Centre Spirituel Ignatien La Pairelle

Fête de Saint Ignace ce 31 juillet

Ce 31 juillet, nous fêtons celui qui fonda la Compagnie de Jésus et fut initiateur de la Spiritualité Ignatienne… Bonne fête !

Homélie du Père Guy van Hoomissen, nouveau supérieur de la Communauté des jésuites de La Pairelle.

Saint Ignace, prêtre

J’ai comme règle de m’inspirer de l’évangile pour l’homélie.
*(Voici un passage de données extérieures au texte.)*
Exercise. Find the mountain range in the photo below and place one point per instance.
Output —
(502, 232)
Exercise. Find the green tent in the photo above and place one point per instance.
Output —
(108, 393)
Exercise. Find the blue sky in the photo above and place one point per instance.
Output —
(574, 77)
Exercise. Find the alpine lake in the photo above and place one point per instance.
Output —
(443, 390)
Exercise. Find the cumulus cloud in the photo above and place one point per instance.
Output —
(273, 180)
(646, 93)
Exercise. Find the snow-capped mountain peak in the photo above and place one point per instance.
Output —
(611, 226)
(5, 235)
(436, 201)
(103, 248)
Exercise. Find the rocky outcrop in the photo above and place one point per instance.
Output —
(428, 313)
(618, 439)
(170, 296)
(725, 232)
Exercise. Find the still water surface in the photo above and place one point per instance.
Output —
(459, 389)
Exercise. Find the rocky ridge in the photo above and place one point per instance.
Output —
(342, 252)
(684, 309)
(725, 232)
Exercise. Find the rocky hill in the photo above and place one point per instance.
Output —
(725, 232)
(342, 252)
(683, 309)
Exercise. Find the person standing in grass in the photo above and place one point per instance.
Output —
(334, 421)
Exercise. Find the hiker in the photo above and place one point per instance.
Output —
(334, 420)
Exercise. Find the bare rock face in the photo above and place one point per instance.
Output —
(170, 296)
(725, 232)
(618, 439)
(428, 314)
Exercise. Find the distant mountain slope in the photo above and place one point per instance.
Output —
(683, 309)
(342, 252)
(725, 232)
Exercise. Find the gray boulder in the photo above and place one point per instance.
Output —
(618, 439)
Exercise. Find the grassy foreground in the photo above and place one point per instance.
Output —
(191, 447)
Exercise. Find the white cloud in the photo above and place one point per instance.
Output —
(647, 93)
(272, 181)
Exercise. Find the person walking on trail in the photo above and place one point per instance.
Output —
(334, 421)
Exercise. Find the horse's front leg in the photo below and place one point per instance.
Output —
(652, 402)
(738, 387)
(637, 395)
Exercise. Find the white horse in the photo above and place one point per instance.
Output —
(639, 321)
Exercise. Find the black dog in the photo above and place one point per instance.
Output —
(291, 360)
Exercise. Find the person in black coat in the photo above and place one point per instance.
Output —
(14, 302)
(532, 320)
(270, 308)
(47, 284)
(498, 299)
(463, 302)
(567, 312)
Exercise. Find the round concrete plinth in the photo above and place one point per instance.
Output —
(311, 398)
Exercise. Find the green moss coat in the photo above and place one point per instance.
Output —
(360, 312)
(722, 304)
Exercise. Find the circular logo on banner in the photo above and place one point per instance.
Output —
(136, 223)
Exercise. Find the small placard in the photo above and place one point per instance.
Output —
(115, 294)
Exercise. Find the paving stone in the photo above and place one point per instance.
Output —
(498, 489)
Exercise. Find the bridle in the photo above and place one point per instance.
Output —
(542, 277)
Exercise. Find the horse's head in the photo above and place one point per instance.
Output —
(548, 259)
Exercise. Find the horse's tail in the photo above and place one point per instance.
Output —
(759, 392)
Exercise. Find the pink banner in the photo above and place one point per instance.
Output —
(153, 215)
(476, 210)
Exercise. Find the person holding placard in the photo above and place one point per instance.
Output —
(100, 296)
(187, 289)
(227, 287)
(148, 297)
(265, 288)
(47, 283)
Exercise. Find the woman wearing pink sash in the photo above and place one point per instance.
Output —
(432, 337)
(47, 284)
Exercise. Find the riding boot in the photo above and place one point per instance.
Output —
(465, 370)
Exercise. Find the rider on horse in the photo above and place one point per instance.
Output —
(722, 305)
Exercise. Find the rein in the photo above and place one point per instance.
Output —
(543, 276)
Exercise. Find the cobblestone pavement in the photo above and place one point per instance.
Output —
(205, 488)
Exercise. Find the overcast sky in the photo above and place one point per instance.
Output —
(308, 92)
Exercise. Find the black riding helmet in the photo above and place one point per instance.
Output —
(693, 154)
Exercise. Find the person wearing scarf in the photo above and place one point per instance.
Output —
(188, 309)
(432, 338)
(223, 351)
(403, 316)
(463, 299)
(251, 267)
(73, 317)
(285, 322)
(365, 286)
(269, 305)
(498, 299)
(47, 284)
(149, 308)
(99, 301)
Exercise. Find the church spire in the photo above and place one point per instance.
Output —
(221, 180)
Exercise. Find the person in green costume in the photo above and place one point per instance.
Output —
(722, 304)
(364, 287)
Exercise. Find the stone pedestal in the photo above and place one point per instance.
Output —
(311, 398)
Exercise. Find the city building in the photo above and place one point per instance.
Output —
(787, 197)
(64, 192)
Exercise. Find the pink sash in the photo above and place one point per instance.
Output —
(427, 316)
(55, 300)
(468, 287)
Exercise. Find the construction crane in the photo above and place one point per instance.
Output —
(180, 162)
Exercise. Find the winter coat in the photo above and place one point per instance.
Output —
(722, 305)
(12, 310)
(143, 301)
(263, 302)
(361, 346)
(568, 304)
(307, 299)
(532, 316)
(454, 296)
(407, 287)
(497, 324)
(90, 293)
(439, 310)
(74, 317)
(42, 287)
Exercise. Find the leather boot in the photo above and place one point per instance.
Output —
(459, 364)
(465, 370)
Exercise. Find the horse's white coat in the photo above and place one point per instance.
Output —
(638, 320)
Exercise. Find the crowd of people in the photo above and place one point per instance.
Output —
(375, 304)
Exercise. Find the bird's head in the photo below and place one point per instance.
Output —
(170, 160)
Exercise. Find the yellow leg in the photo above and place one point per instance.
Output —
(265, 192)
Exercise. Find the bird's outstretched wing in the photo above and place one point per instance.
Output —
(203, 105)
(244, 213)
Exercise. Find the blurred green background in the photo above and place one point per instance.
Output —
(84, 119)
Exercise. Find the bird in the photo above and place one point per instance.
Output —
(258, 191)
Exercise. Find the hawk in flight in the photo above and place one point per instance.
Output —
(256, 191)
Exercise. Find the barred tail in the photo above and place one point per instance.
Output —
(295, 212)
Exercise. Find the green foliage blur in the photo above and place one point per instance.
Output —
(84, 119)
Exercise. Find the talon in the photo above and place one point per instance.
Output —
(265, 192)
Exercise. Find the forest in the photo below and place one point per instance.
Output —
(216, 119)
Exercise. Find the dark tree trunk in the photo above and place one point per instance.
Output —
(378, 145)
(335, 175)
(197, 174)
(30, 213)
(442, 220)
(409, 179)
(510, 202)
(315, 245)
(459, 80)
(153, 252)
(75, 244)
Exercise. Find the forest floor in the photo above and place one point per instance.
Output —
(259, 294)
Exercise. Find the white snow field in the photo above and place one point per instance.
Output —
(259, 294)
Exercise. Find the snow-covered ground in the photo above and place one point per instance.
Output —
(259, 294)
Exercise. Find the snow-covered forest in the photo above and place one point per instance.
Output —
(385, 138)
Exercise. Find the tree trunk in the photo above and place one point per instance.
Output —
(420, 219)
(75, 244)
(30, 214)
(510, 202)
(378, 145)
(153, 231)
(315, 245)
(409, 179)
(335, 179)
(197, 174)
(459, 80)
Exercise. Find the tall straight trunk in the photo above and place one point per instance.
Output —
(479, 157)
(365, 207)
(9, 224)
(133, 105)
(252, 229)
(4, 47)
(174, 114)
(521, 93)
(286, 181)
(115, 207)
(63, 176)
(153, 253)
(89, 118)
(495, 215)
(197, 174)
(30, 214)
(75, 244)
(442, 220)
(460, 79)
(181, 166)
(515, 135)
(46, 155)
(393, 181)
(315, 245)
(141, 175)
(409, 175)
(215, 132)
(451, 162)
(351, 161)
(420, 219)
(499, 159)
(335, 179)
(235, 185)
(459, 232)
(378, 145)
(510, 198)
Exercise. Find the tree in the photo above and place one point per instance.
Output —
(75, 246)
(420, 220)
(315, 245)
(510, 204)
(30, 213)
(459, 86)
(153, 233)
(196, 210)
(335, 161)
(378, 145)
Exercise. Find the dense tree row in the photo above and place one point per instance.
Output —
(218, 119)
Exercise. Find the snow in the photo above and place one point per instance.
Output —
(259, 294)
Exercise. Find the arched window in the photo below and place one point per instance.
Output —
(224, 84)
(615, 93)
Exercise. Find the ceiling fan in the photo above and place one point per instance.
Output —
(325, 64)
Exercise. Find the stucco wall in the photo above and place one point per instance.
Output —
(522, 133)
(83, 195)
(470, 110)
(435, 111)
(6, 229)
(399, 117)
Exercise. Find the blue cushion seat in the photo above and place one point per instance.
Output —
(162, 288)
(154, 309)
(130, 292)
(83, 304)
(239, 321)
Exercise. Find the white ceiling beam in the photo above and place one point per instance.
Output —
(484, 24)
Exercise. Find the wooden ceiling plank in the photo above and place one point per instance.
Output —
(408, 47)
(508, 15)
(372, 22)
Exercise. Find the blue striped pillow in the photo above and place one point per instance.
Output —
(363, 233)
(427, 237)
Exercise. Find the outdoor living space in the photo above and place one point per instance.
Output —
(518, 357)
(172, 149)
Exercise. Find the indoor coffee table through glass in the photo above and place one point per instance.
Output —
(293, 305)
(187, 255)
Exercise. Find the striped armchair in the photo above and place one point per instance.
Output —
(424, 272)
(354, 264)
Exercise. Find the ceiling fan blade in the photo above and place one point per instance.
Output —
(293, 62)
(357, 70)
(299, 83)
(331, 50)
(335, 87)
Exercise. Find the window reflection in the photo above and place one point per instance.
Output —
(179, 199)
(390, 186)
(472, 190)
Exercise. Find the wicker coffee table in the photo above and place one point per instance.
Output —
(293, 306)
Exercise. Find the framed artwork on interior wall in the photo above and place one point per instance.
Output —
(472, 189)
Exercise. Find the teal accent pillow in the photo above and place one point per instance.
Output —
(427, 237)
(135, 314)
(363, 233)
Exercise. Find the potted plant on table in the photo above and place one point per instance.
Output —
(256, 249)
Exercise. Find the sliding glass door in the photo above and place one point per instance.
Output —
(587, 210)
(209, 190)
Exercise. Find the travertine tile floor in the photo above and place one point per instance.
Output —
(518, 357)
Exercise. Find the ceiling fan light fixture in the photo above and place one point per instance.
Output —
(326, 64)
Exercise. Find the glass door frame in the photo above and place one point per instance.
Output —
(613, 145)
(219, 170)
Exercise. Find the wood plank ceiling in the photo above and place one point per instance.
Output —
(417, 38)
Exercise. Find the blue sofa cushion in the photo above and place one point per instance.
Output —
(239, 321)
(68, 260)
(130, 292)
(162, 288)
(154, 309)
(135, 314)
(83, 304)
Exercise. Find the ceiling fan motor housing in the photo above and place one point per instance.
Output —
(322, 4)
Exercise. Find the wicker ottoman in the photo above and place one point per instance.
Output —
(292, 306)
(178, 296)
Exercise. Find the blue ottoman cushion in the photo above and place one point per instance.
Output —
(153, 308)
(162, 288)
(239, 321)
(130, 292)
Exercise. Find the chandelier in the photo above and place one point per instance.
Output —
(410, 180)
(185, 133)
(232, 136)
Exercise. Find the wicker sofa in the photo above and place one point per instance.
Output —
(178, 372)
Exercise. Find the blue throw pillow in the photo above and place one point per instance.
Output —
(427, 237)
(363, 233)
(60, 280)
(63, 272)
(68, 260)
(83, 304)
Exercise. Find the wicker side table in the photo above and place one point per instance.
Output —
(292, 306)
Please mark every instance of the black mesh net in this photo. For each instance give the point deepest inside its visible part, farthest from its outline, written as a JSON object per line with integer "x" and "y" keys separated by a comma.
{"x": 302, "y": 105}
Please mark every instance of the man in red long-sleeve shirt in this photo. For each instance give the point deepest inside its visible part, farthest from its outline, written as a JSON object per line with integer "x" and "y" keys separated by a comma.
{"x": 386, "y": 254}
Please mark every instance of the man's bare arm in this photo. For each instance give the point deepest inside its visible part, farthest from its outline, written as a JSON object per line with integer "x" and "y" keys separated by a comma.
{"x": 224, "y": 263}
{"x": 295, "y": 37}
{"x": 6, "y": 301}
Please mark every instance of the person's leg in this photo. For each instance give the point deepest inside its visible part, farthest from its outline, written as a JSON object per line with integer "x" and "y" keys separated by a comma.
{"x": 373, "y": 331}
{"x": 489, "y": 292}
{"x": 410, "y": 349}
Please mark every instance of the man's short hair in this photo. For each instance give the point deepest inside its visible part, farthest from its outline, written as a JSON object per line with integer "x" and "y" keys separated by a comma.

Une fois n’est pas coutume. Aujourd’hui, plutôt que de partir du texte de l’Ecriture, je voudrais parler de saint Ignace.

Que dire d’Ignace de Loyola à des compagnons jésuites, et à des personnes qui collaborent ou sont proches d’un centre spirituel ignatien ? Que dire que vous n’ayez déjà entendu tant de fois ? Le pape Benoît XVI a souhaité que l’année 2009 – concrètement de juin 2009 à juin 2010 – soit une « année sacerdotale ». Je voudrais évoquer l’ordination d’Ignace de Loyola et voir ce qu’elle peut nous apprendre.

Ignace est ordonné prêtre, avec quelques compagnons, en 1537, lors d’un séjour à Venise. Ignace a donc déjà 46 ans, et toute une vie derrière lui. Mais pourquoi Venise ? Et qui sont ces compagnons ? Ignace et ses compagnons attendent la bénédiction du Pape pour pouvoir faire le voyage en Terre Sainte. Trois ans avant, le 15 août 1534, ils s’étaient réunis à Montmartre pour renouveler ou faire le vœu de chasteté ainsi que le vœu de pauvreté. Et ils y avaient ajouté un vœu original : ils iront à Jérusalem – sans préciser s’ils demeureraient là-bas ou s’ils en reviendraient. Quoi qu’il arrive, ils avaient décidé de s’en remettre à la décision du pape. Effectivement, le pape Paul III leur accorde la licence de se rendre en Terre Sainte et accorde à ceux qui ne sont pas prêtres la faculté de se faire ordonner quand ils voudront, par l’évêque qu’ils choisiront et au titre qu’ils voudront. C’est le 24 juin, fête de la nativité de Saint Jean Baptiste, qu’ils seront ordonnés dans la chapelle privée d’un palais vénitien. Moment de dévotion intense et de gratitude profonde, nous pouvons en être sûrs, pour ceux qui seront ordonnés. Replaçant cette ordination dans un contexte plus large, j’en souligne deux aspects significatifs : pauvreté et disponibilité.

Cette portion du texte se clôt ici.